ETS ile yeni metalaştırma
Avrupa Birliği’nin ‘kirleten öder’ mekanizması ile parası olana kirletme özgürlüğü sağlanırken, karbon borsaları ve Emisyon Ticaret Sistemi (ETS) ile temiz ve kirli hava ticari olarak değişim sürecine bağlanmış durumda. ‘Net Sıfır Emisyon’ hedefi kapitalizmin yeni dünya düzeni kapsamında ortaya koyduğu politikaların gelecek kurgusu içinde kilometre taşlarından biri olarak öne çıkarken, buna bir de nükleer enerji eklenmek isteniyor.
NTE ve mineral madenciliği
‘Yenilenebilir enerji’ iddiasıyla dayatılan üretimlerde ihtiyaç duyulan Nadir Toprak Elementleri (NTE) ve mineral madenciliği, kapitalizmin ortaya çıktığından bu yana doğayı yerle bir eden madencilik düzeyini katbekat aşarak, ekolojik krizi çöküşe taşıyacak özelliğe sahiptir. Kapitalizmin üretebilmek için her seferinde doğaya dönmesi ve doğanın kendisini yenileyebilme sürecini beklemeden yeniden ve yeniden doğayı sömürmesi gerekmektedir. Kapitalizmin ortaya koyduğu dönüşümün temel nedeni, uzun yıllardır içinde debelendiği sermayenin yeterli büyümeyi sağlayamamasından kaynaklı olduğu açık bir gerçek olarak karşımızda durmaktadır.
Büyümeye feda edilen yaşam
Kapitalizm, neden olduğu iklim sorununu fırsata çevirip yeniden yüksek büyüme olanaklarını yaratmak istemektedir. Bugün yaşamı adeta yok oluşa bağlayan nedenlerin başında, aşırı üretim ve tüketimi sürdürmek amacıyla yürüttüğü maden, petrol, kömür, doğalgazın yoğun kullanımıdır. Ancak, karbon yakıtların ekosistemde yarattığı yıkımları mumla aratacak bir sürece ‘yenilenebilir’ enerji adımıyla girildiğini gösteren gerçekler ise ıskalanmamalıdır. Sermayenin yeniden ve yeniden büyüme sürecinde yaşam sermaye çıkarına feda ediliyor.
Uranyum fiyatları zirve yaptı
İklimle mücadele iddiasıyla dayatılmaya çalışılan nükleer enerji büyütülmeye çalışılırken, dünya uranyum fiyatlarındaki artış dikkat çekmektedir. COP28’de nükleer enerji kapasitesinin 2050’ye kadar üç katına çıkaracak anlaşmanın ardından uranyum fiyatlarında büyük artış yaşandı. Uranyum fiyatları 106 dolara ulaşırken, uranyumla ilgili şirket hisselerinde adeta patlama yaşandı.

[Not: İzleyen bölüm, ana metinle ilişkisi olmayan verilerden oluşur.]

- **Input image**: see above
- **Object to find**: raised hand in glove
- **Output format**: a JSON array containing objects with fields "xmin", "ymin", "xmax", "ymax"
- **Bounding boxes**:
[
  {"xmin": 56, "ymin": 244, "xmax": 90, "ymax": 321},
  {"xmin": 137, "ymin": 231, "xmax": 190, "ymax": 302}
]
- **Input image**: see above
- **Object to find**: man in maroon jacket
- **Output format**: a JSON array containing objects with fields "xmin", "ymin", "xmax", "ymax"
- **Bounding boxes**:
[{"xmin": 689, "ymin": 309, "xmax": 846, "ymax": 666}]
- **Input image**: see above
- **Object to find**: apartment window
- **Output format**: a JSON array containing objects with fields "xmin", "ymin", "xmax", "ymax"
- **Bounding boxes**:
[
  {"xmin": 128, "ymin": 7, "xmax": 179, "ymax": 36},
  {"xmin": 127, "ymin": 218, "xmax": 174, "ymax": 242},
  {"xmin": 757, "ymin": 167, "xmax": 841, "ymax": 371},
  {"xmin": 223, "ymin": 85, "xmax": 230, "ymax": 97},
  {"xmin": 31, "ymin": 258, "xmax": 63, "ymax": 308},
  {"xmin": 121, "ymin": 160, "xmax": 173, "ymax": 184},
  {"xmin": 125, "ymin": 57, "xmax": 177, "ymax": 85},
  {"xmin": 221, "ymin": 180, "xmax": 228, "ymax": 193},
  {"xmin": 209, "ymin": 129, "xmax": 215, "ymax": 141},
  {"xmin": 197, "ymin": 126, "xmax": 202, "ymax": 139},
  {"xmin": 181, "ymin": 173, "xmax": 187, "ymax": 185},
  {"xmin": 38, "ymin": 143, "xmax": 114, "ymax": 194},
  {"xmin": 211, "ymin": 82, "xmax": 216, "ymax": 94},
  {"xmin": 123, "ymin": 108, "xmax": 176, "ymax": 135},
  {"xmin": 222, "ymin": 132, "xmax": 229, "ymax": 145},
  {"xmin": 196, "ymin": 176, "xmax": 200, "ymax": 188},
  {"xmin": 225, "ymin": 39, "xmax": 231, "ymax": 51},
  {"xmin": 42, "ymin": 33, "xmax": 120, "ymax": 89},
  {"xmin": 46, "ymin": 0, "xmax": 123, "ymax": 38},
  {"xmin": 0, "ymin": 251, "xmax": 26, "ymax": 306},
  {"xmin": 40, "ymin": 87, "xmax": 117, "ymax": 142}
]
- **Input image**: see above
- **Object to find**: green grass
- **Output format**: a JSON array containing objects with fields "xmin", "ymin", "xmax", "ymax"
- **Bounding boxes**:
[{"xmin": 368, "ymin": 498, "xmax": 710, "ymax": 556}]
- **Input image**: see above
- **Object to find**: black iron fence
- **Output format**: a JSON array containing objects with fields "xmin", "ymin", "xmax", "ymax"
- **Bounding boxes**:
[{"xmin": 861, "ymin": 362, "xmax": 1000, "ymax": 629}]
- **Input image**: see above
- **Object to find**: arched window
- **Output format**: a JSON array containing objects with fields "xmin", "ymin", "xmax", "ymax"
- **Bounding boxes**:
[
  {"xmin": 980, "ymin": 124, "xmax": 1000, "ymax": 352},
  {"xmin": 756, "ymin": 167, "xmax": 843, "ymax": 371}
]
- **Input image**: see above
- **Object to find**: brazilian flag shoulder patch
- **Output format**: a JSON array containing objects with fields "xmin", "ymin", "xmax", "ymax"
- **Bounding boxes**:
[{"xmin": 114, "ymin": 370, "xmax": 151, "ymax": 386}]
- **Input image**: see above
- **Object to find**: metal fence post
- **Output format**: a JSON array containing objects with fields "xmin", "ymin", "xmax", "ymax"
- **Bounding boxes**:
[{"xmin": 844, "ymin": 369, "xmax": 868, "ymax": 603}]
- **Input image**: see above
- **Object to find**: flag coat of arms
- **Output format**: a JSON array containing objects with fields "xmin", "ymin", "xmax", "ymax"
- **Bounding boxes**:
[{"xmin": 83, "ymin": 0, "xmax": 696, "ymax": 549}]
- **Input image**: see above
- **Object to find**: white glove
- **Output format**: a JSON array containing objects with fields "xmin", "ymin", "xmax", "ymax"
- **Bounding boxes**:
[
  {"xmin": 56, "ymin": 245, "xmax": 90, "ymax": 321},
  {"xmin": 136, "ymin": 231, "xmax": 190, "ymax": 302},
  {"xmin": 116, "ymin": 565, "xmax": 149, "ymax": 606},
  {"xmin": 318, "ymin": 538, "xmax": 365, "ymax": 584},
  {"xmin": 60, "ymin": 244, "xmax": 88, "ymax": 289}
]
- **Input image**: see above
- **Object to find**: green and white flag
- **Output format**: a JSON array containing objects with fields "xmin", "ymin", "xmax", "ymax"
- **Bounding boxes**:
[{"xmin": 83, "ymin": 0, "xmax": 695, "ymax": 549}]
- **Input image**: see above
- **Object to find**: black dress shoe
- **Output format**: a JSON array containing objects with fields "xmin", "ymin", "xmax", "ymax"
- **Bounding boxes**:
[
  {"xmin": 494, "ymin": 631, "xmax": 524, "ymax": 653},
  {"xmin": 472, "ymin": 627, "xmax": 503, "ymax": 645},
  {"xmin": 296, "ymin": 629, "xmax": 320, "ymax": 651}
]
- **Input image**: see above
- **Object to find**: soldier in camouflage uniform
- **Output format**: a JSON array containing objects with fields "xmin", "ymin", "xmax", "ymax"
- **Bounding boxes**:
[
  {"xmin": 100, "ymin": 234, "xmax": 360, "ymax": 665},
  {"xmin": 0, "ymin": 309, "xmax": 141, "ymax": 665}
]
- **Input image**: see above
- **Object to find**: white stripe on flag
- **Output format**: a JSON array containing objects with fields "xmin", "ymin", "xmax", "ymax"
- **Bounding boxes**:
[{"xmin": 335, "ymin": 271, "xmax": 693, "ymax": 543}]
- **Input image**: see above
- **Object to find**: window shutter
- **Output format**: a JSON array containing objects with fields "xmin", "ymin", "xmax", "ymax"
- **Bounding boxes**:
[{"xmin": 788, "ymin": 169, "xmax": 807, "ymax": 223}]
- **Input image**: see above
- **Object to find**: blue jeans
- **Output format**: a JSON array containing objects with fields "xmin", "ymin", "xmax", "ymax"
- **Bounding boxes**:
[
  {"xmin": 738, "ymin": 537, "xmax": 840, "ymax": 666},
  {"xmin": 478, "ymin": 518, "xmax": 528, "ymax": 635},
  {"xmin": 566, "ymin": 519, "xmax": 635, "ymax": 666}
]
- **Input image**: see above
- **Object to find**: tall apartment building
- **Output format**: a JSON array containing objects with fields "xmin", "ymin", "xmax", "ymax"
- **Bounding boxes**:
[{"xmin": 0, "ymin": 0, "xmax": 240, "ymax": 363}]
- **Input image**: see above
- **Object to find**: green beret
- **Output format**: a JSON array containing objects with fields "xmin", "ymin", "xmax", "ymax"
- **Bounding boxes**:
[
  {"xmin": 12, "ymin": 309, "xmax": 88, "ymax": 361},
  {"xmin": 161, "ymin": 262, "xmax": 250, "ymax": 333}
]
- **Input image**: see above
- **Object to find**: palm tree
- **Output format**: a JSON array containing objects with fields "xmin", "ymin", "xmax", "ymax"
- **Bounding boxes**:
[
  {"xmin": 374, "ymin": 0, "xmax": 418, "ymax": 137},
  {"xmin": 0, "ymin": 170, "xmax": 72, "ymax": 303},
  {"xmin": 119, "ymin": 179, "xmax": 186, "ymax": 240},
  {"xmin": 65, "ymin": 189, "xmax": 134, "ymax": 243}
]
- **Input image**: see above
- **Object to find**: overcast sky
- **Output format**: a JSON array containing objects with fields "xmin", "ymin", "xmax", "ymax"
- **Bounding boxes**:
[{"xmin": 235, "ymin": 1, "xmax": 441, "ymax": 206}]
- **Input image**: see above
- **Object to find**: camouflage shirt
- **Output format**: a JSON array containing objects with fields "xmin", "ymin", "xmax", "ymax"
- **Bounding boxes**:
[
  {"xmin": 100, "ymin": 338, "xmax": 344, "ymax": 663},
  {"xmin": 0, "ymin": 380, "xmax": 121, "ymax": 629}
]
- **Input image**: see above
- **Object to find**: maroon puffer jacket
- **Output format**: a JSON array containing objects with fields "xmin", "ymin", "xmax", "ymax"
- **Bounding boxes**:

Şirketlerin hisse senetleri
Kanadalı uranyum madden şirketi Cameco’nun (CCJ) hisseleri yüzde 83 oranında değer kazandı. Londra borsasında işlem gören Kazatomprom son 6 ayda yüzde 60’ın üzerinde artış kaydetti. ABD merkezli Enerji Yakıtlarının (UUUU) payları aynı dönemde yaklaşık yüzde 25 arttı. Madison Metals’in Yönetim Kurulu Başkanı ve CEO’su Duane Parnham, gelişmelerle ilgili olarak, “Nükleer enerji artık temel gücü sağlamanın yeni bir yolu” ifadesini kullanması dikkat çekiciydi.
Uranyum ölüm demek!
Öte yandan nükleere yönelişin sürmesi halinde uranyum madenciliğinin ciddi boyutlarda büyüyeceği ortaya çıkmaktadır. Nadir Toprak Elementi olan toryum ve uranyum madeninin arandığı ve işletildiği yerlerde çok ciddi boyutlarda radyoaktivitenin arttığı; havanın, suyun, toprağın kirlendiği bir gerçek. Uranyum madenciliği dünyadaki en kirli endüstriyel uygulamalardan biri olarak kabul edilir. Uranyum madenciliğinin yarattığı bir diğer çevre felaketi ise madenlerde ve ayrıştırma süreçlerinde devasa su kullanımıdır. Uranyum demek kanser ve ölüm demektir. Uranyum demek savaş demektir.
Kapitalizm yıkım yaratır
Kapitalizm, attığı her adımda büyük toprak kayıplarına neden olmaktadır. Dünya, gıdaya erişimin sadece parası olanın ulaşabildiği, ormansız ve nitelikli suya erişmenin mümkün olmayacağı bir geleceğe taşınmaktadır. Küresel ısınmaya karşı kapitalizmin ürettiği her çözüm ise daha büyük yıkımları ortaya çıkaracaktır.